Avoid red-eye flights – All flights from the U.S. to Buenos Aires are red-eye flights. We had the time and didn’t think our daughter would do well on a red-eye, so instead we flew Mexicana airlines to Mexico City during the day. We stayed at the airport Ramada hotel (recommended) and continued on the next day to Buenos Aires. This worked well for all of us, especially for Grace as she only had to nap on the plane, not try to get a full night’s sleep. This plan backfired on us on the return though when Mexicana canceled our return flight and we ended up on a red-eye anyway. Some parents say their kids do well on red-eyes by sleeping all the way through, so do what you think will work best for you and your child(ren).
Rent an apartment – Apartments for rent are widely available in Buenos Aires because of a hotel room shortage and because of investment real estate. Many of them are cheaper than comparable hotels. We paid $120/ night for a very nice 2-bedroom, 2-bathroom apartment in Palermo, a great neighborhood to stay in with a child. We rented through ApartmentsBA and found them professional and, apart from a few minor hiccups, easy to work with.
Keep your child on the time at home – If you’re from the West Coast that is. If you’re from the east coast the time difference is only 1 or 2 hours (depending on time of year), from the west coast it’s 4 or 5 hours. We kept our daughter on Oregon time by still feeding her dinner an hour before bedtime but at 8 or 9pm instead of 5 or 6pm.

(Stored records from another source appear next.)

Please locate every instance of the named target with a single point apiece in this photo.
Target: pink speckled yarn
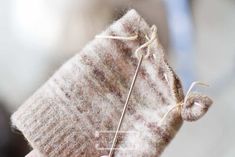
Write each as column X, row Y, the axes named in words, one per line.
column 86, row 95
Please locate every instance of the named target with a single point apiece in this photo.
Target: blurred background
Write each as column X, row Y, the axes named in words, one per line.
column 37, row 36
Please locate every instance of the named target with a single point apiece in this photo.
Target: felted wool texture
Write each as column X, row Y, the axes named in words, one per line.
column 66, row 116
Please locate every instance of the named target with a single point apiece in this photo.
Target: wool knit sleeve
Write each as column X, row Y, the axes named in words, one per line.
column 76, row 112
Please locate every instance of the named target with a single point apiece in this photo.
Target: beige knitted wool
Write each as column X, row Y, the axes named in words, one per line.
column 74, row 113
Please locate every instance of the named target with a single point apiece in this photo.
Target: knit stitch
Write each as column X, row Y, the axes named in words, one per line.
column 75, row 113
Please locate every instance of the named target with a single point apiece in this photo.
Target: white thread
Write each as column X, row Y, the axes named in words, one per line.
column 185, row 100
column 140, row 57
column 134, row 37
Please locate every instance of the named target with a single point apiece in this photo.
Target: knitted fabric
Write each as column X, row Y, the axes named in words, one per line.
column 74, row 113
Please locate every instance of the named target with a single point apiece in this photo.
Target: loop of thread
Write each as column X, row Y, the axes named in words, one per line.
column 134, row 37
column 140, row 57
column 180, row 105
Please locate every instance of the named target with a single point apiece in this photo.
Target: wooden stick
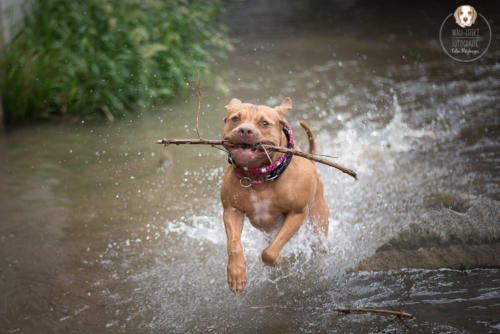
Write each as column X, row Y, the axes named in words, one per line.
column 341, row 310
column 199, row 106
column 309, row 156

This way we were able to stay out until 9 or 10pm and sleep in until at least 8am. Argentines don’t even think about dinner until 9pm so by keeping her on a later schedule we could actually eat when locals eat.
Bring a portable booster seat – While most restaurants in Argentina have high chairs, some don’t. Of those that do have them, every single one we saw was actually just a tall chair with no straps or even bar to keep the child in. This might work with an older child but our daughter would have simply slid right out. Thankfully we had brought The First Years On The Go Booster Seat which fit nicely into the restaurant high chairs and kept our daughter in place.

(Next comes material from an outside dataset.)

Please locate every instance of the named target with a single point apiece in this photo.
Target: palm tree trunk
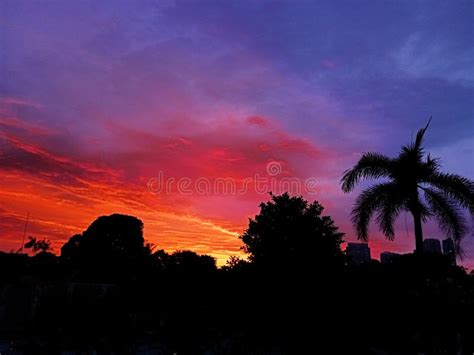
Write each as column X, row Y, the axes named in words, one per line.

Don’t bring diapers and wipes – We had heard diapers and wipes would be expensive but they really weren’t. Major U.S. brands (Pampers, Huggies) were available in every grocery store and pharmacy, so we were never without a place to buy them.
Do bring baby food – If your child is still eating pureed baby food you’ll need to bring it with you or bring a hand grinder to make your own. We had heard jarred baby food would be available but we checked in multiple large grocery stores and it never was. Our daughter was old enough that she was also eating table food, so it wasn’t a problem for us but could be a big headache for someone with a smaller baby. Our daughter drinks whole milk which was easy to find but formula also seemed easy to come by.

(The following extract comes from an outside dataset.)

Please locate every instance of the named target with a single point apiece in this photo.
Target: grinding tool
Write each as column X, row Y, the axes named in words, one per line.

Bring a baby carrier – We highly recommend the Ergo baby carrier, no matter where you are traveling. See our list of essential travel gear for more information. We used it daily in Buenos Aires.
Bring a plastic changing pad. Diaper changing stations were very rare in public bathrooms. We either changed Grace’s diaper on the floor on a changing pad or just waited until we returned to the apartment. Since we returned at least once a day for naps this worked most days but there were a few emergencies where the bathroom floor had to do. We were told all McDonald’s have changing stations and McDonald’s are everywhere.